The board of Citizens Property Insurance Corp. approved a plan Wednesday that would raise residential insurance rates by an average of 8.2 percent starting in September —- with the hikes hitting almost all customers of the state-backed insurer.
Members of the Citizens Board of Governors expressed regret about the planned rate increases but blamed lawsuits that officials say are driving up costs in the broader property-insurance market. The issue focuses on litigation related to water-damage claims, particularly in Miami-Dade, Broward and Palm Beach counties.
“Litigation is completely and totally out of hand,” Barry Gilway, president and chief executive officer of Citizens, said during a board meeting in Maitland.
The planned rate increases still need approval from the state Office of Insurance Regulation. If approved, the hikes would begin in September and fully take effect over the following year as policies renew. Citizens has about 435,000 policies.
The average 8.2 percent hike would hit “personal lines” policyholders, including owners of single-family homes, owners of condominiums and renters — though increases would vary across the state depending on factors such as location. Commercial policies could see an average 9 percent increase.
Brian Donovan, chief actuary for Citizens, said 97 percent of homeowners would see rate increases under the plan.
The Citizens board voted 8-1 to approve the proposed rates, with board member Bette Brown of Monroe County the only dissenter. The vote came after discussion that centered on water-damage claims and the practice known as “assignment of benefits,” which is perhaps the most-controversial insurance issue in Florida.
Under assignment of benefits, homeowners sign over insurance claims to contractors, who then pursue payments from insurance companies. Citizens and other insurers contend the AOB process is filled with fraud and leads to expensive litigation. But contractors and trial attorneys argue that assignment of benefits helps ensure that damage claims are paid properly.
Ground zero for the debate has been Miami-Dade, Broward and Palm Beach counties, and Gilway said private insurers are reducing policies in those counties. Such reductions can shift more policies to Citizens, which has long been a major player in the Southeast Florida market.
“We’re becoming a tri-county company,” Gilway said.
Donovan said another concern is that many private insurers are receiving approval for double-digit rate increases, while Citizens rate hikes are capped by what is known as a “glide path, which blocks increases of more than 10 percent.
The result could be Citizens offering cheaper policies that will lead to the state-backed insurer writing more coverage — after years of attempts to shrink the Citizens policy count.
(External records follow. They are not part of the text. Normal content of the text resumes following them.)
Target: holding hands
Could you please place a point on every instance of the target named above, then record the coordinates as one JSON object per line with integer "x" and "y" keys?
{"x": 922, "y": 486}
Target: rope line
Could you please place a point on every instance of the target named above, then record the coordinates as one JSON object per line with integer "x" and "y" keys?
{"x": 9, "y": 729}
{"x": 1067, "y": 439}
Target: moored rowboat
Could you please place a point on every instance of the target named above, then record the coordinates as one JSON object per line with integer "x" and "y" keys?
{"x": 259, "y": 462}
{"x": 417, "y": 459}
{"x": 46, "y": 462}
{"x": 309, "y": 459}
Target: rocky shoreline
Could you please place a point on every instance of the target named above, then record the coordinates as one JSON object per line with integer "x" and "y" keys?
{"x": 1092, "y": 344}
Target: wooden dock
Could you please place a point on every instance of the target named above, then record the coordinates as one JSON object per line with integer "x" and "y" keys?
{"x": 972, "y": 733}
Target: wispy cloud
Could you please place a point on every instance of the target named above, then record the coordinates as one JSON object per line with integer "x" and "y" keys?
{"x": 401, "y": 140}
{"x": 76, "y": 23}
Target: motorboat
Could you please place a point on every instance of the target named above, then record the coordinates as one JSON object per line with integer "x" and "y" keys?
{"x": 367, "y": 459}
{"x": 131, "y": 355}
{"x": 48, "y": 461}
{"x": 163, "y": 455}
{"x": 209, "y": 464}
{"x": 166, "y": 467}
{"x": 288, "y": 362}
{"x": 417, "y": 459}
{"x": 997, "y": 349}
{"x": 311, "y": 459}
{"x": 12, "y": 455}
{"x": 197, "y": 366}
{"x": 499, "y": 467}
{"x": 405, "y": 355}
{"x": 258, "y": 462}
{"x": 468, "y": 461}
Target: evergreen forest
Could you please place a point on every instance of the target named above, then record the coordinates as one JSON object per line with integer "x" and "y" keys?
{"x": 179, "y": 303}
Citizens and other insurers have lobbied in recent years to change the assignment-of-benefits process to reduce litigation. But the state House and Senate have not reached agreement.
The issue is expected to draw heavy attention during the 2019 legislative session, with Insurance Commissioner David Altmaier issuing a statement Wednesday that said he will “continue to make AOB reform a top priority, support legislation that addresses AOB abuse and fight to hold consumers harmless.” The session will start March 5.